Rey menutup pintu dari rumah John setelah menyerahkan makanan spesial buatan Buna Wenny. Rey dapat bernapas lega karena Alya nampaknya sudah tidur di kamarnya, jadi dirinya tidak repot-repot untuk menahan segala kecanggungan yang ada akibat Alya yang tiba-tiba merasa kecewa terhadapnya.

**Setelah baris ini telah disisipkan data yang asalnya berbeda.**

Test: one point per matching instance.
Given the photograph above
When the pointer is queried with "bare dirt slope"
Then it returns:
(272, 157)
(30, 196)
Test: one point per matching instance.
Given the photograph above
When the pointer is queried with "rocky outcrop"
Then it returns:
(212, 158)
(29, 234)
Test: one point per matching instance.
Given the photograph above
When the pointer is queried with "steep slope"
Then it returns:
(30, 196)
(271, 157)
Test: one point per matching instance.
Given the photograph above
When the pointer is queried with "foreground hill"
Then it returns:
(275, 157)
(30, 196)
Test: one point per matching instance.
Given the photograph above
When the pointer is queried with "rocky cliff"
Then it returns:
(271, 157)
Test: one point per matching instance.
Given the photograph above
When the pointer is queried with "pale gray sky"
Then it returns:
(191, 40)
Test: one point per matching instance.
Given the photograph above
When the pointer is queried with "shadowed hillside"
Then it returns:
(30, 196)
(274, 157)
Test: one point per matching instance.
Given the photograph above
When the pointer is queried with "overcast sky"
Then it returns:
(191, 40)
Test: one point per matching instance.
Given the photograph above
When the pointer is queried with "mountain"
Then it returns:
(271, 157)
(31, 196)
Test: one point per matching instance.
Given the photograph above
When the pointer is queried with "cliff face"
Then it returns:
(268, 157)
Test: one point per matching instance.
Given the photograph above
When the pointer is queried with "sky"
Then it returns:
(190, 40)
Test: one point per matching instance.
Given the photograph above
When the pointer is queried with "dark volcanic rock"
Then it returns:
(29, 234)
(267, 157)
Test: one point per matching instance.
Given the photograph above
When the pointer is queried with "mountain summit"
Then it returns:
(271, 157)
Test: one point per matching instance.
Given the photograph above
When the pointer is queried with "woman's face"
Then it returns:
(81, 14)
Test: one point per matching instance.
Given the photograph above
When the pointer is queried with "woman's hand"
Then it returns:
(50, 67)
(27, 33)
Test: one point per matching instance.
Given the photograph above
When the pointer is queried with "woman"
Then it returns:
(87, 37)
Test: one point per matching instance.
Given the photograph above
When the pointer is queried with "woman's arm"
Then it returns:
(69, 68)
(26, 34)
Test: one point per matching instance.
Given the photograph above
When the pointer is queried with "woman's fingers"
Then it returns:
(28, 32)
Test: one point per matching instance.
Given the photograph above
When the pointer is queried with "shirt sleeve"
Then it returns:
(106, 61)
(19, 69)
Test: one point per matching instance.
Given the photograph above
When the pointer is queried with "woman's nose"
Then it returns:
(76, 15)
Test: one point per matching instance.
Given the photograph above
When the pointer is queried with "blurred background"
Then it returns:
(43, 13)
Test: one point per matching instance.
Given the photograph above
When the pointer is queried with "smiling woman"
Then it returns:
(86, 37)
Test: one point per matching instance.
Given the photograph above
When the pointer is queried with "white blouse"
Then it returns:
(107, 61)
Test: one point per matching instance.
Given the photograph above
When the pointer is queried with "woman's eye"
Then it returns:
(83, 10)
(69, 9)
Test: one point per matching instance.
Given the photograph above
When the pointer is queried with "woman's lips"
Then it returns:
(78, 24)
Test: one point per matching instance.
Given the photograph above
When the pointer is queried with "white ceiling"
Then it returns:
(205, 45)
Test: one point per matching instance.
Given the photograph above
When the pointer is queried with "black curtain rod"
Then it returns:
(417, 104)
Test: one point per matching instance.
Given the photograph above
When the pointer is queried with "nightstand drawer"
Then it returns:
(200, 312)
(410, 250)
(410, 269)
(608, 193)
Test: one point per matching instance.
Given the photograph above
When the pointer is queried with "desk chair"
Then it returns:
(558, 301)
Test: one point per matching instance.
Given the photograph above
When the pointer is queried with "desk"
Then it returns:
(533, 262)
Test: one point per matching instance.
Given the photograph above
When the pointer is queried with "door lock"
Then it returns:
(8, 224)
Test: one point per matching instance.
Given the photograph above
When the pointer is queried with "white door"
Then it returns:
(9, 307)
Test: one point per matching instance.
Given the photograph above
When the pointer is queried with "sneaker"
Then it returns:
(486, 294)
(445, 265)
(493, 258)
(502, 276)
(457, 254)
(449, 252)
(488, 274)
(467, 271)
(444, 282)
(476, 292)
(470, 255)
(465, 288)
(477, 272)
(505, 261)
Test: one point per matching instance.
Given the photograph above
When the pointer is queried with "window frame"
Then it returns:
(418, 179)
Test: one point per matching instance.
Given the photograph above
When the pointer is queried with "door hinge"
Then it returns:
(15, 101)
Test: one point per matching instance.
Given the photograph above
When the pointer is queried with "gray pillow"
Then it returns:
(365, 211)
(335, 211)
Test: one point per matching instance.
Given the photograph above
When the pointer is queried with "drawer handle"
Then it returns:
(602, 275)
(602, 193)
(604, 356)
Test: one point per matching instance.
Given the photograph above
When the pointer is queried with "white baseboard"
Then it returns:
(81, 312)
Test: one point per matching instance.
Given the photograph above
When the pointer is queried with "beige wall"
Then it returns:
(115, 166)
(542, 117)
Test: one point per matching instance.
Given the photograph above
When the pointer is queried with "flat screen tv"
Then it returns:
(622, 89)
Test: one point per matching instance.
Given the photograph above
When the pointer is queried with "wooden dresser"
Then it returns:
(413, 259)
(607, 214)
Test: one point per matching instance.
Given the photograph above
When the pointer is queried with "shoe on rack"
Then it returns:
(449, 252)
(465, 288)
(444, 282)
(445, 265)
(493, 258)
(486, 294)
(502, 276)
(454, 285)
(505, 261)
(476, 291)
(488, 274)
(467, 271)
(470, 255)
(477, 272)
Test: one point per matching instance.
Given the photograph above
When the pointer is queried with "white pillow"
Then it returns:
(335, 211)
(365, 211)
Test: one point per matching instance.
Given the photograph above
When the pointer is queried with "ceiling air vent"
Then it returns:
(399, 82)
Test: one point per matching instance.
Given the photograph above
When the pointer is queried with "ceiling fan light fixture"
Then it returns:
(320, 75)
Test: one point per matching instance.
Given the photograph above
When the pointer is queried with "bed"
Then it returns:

Baru saja Rey melangkah, kini terdengar jelas suara motor yang cukup tidak asing ditelinganya. Ternyata benar, motor yang melaju ke arah dirinya adalah motor Jeano yang sedang membonceng seorang wanita yang baru saja ia gumamkan dalam hatinya.

“Woy,” teriak Jeano menyapa Rey sambil mematikan mesin mogenya.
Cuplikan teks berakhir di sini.